With the coronavirus outbreak still dominating news across the nation, one conservative school is fighting back against claims from the New York Times that the university irresponsibly brought students back to Lynchburg, Virginia, before they “started getting sick.”
“Enough is enough,” Liberty University President Jerry Falwell Jr. stated when referring to the “fake news” reported on March 29 by the Times and the ProPublica website even though Falwell had stated on Thursday that “we have no students with COVID-19, no symptoms.”
According to an article posted on Thursday by Washington Examiner reporter Paul Bedard, Falwell is quoted as stating:
We’re an easy target, we’re conservative. But it’s sad that they would use something as grave as the virus that’s killing people to push their political agenda, and we decided that enough is enough.
And it’s so sad that they want to try to turn this into something political.
If the Times doesn’t retract that article, Falwell noted, the university will sue the newspaper. In late March, the news outlets reported that the religious university “reopened while other schools had closed as the virus exploded nationally and as Virginia instituted several shutdowns to stop its spread.”

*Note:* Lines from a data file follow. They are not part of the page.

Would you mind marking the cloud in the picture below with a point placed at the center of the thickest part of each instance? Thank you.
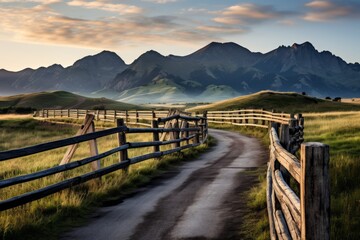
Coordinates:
(218, 29)
(44, 25)
(248, 13)
(110, 7)
(45, 2)
(160, 1)
(319, 4)
(322, 11)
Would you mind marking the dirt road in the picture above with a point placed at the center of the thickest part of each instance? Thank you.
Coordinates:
(201, 201)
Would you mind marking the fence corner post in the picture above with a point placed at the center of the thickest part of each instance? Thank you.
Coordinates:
(155, 124)
(315, 191)
(123, 155)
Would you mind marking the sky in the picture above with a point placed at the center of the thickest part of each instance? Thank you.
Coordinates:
(36, 33)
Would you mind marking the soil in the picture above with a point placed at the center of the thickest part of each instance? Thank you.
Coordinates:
(203, 199)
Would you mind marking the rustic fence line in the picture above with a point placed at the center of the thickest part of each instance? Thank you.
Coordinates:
(141, 118)
(298, 199)
(180, 131)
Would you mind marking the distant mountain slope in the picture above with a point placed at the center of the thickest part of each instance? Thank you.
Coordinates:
(62, 100)
(278, 101)
(214, 72)
(86, 75)
(298, 68)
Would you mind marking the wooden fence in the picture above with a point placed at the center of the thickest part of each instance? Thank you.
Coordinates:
(298, 199)
(141, 118)
(179, 131)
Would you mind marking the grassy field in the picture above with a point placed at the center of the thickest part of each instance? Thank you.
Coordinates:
(62, 99)
(47, 217)
(280, 102)
(341, 131)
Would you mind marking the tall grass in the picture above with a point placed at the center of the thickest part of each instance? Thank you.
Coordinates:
(341, 131)
(46, 218)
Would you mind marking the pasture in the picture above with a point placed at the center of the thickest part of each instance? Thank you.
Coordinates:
(47, 217)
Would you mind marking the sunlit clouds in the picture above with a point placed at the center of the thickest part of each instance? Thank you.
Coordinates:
(165, 25)
(100, 5)
(322, 11)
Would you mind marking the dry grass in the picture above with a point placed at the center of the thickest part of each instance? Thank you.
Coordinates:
(44, 218)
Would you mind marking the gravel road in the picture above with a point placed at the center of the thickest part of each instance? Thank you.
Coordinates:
(200, 201)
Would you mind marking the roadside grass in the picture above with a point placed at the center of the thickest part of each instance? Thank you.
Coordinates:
(48, 217)
(341, 131)
(255, 224)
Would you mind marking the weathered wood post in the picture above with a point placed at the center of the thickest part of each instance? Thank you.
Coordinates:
(197, 134)
(137, 116)
(155, 124)
(262, 115)
(187, 133)
(246, 120)
(205, 128)
(176, 133)
(285, 142)
(93, 146)
(126, 117)
(153, 114)
(292, 128)
(123, 155)
(315, 191)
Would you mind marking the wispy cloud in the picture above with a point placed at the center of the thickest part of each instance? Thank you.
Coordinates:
(160, 1)
(248, 13)
(43, 24)
(111, 7)
(322, 11)
(218, 29)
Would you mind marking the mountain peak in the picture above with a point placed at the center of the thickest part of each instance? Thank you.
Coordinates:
(151, 55)
(105, 57)
(305, 45)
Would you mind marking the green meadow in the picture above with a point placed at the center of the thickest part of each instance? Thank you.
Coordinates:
(48, 217)
(341, 131)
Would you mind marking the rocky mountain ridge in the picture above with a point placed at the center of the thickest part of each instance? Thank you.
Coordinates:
(214, 72)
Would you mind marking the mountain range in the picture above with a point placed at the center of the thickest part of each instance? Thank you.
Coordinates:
(215, 72)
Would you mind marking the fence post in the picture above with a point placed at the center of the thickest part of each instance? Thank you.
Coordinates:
(126, 117)
(187, 132)
(123, 155)
(205, 129)
(96, 165)
(176, 133)
(315, 191)
(155, 124)
(197, 134)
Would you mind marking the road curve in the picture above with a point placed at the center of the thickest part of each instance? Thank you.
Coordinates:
(194, 204)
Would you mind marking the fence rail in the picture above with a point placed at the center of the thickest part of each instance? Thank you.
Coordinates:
(298, 208)
(293, 213)
(180, 131)
(141, 118)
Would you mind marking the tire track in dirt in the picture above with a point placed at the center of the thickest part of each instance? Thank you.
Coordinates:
(193, 204)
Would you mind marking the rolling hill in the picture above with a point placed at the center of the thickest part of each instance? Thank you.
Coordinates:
(61, 100)
(278, 101)
(215, 72)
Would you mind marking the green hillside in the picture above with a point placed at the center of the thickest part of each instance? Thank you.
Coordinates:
(61, 99)
(278, 101)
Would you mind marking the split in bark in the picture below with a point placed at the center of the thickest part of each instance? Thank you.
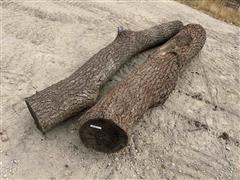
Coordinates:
(80, 91)
(106, 126)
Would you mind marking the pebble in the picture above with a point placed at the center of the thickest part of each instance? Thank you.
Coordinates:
(4, 137)
(14, 161)
(227, 148)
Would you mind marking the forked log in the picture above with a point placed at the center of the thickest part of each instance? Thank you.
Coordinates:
(80, 90)
(106, 126)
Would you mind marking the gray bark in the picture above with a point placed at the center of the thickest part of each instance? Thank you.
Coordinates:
(72, 95)
(106, 126)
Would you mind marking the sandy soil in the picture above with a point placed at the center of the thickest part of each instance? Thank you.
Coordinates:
(195, 135)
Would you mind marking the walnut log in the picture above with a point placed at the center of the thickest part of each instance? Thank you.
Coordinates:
(105, 127)
(80, 90)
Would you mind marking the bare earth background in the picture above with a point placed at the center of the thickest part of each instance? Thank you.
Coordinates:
(45, 41)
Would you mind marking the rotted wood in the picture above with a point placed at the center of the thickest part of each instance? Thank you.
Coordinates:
(106, 126)
(79, 91)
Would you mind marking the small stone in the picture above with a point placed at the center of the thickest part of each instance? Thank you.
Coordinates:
(109, 164)
(14, 161)
(4, 137)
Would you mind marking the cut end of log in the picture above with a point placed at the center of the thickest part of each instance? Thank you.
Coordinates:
(103, 135)
(34, 116)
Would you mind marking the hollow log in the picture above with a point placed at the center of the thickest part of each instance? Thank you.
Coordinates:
(80, 90)
(106, 126)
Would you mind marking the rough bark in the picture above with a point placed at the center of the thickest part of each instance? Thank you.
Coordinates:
(80, 91)
(106, 126)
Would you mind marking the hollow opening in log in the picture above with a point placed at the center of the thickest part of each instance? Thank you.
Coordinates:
(103, 135)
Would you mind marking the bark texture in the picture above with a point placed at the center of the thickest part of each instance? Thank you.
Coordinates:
(106, 126)
(79, 91)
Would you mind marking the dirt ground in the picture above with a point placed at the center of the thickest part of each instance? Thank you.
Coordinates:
(195, 135)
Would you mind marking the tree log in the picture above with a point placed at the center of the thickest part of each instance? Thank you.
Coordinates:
(105, 127)
(80, 90)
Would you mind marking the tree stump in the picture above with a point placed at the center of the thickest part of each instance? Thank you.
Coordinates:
(106, 126)
(80, 90)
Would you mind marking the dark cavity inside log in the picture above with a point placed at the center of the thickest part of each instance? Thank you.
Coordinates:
(113, 116)
(80, 91)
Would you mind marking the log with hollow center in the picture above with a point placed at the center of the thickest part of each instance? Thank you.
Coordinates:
(80, 91)
(106, 126)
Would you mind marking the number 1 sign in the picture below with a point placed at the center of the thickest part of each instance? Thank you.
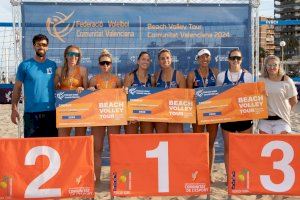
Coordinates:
(46, 168)
(269, 166)
(159, 165)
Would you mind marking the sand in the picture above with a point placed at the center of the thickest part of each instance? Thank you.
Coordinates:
(218, 189)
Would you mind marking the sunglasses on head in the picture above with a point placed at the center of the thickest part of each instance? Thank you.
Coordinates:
(235, 58)
(272, 65)
(71, 54)
(40, 45)
(104, 63)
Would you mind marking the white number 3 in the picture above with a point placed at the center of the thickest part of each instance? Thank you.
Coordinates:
(33, 191)
(282, 165)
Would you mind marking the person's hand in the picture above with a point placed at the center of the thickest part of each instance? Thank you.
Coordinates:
(79, 90)
(15, 117)
(92, 89)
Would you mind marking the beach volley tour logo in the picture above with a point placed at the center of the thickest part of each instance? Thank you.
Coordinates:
(58, 25)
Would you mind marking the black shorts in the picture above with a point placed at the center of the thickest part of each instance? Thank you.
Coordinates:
(237, 126)
(40, 124)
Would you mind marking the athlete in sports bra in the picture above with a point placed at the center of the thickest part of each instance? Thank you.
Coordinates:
(167, 77)
(204, 76)
(104, 80)
(71, 76)
(234, 75)
(140, 78)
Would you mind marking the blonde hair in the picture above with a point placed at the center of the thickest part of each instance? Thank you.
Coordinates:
(65, 68)
(105, 53)
(264, 71)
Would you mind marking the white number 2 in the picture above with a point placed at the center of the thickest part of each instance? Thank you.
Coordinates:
(282, 165)
(33, 191)
(161, 153)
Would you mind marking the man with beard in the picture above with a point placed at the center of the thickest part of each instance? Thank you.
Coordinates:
(37, 75)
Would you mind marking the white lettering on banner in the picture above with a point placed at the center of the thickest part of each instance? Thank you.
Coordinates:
(33, 189)
(282, 165)
(162, 154)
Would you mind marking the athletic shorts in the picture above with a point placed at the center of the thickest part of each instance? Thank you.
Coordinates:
(237, 126)
(274, 126)
(40, 124)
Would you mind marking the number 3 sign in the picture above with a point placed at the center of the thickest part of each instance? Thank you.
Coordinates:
(46, 167)
(159, 165)
(269, 166)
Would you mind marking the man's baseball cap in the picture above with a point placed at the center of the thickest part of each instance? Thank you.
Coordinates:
(201, 52)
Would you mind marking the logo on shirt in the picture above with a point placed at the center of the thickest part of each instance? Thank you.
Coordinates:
(49, 70)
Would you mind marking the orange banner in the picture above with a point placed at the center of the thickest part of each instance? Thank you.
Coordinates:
(100, 108)
(159, 165)
(218, 104)
(174, 105)
(46, 168)
(269, 166)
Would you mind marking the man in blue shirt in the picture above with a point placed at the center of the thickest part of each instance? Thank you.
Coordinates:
(37, 76)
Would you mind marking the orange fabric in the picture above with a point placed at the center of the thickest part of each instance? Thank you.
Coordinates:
(235, 105)
(174, 105)
(73, 81)
(252, 157)
(134, 171)
(100, 108)
(106, 84)
(29, 166)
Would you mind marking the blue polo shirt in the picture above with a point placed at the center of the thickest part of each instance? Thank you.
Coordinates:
(38, 80)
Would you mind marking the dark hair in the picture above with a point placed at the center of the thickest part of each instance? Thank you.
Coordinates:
(140, 55)
(65, 69)
(233, 50)
(39, 37)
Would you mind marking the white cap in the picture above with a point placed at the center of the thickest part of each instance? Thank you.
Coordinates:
(201, 52)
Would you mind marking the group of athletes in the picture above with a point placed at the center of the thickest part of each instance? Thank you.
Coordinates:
(41, 77)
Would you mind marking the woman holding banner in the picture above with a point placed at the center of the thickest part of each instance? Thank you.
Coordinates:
(233, 76)
(167, 77)
(140, 78)
(71, 76)
(281, 95)
(204, 76)
(104, 80)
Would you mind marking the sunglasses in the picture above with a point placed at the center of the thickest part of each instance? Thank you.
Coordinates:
(272, 65)
(40, 45)
(71, 54)
(235, 58)
(104, 63)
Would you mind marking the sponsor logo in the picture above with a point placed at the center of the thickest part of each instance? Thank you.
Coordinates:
(58, 25)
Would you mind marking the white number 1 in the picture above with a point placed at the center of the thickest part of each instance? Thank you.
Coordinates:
(161, 153)
(33, 189)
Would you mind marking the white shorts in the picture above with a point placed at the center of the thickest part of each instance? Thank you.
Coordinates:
(274, 126)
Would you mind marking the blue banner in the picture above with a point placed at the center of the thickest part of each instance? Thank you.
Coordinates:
(127, 29)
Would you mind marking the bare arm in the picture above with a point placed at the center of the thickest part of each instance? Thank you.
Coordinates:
(15, 117)
(190, 79)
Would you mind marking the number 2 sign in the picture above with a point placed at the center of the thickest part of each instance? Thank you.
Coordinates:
(269, 166)
(46, 167)
(159, 165)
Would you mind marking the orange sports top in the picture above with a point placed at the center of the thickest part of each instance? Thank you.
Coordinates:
(111, 82)
(73, 81)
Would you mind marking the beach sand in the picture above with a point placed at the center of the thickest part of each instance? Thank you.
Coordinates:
(218, 188)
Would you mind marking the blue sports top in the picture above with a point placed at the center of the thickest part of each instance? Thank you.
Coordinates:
(38, 81)
(138, 83)
(228, 82)
(167, 84)
(210, 80)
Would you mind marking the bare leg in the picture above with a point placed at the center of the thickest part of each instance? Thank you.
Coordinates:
(147, 127)
(80, 131)
(64, 132)
(99, 134)
(175, 127)
(161, 127)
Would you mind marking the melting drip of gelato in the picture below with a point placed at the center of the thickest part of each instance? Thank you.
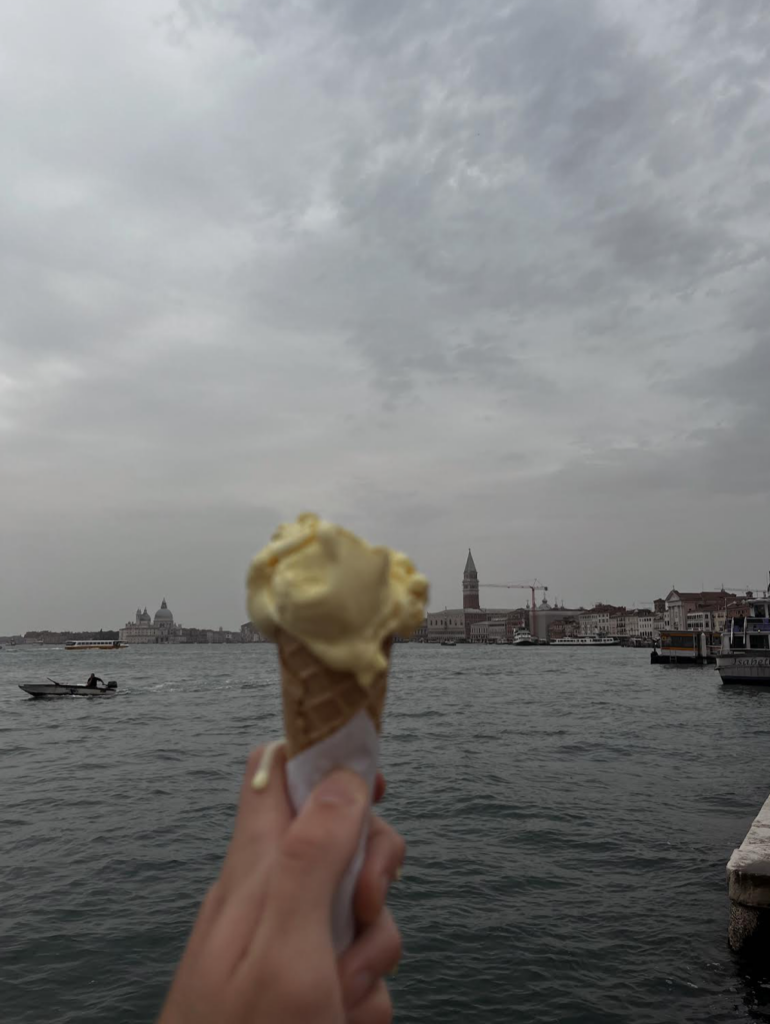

The Times headlined the article as “Then students started getting sick,” and it cited just one student who had tested positive, and several others who were required to self-quarantine.” “The stories spread through the nation like wildfire,” Bedard reported, and Falwell quickly became the target of condemnations and criticism, echoing previous slams that the university official “has been in the media’s sights for his embrace of President Trump.”
None of those articles carried the university president’s response that “the school never reopened and only invited students with no place else to go or no place safe to go to return, requiring them to follow the state’s safe-distance rules.”
Of course, those in self-quarantine did so because they may have returned from virus hot spots such as New York, as national health officials have demanded, and did not test positive, Bedard noted. “The one person who did was a student and had not recently visited the campus.”
The state health department conducted two surprise inspections and found everything in order under Democratic Gov. Ralph Northam’s rules.Falwell also raised concerns that the reporter and photographer may have come from hot spots, potentially endangering everyone on campus.
The Liberty University president also told Bedard that he is ready to fight against what he sees as a liberal media assault on his conservative and religious school that was started by his father. “We decided that we can’t let them get away with this,” Falwell stated in conclusion.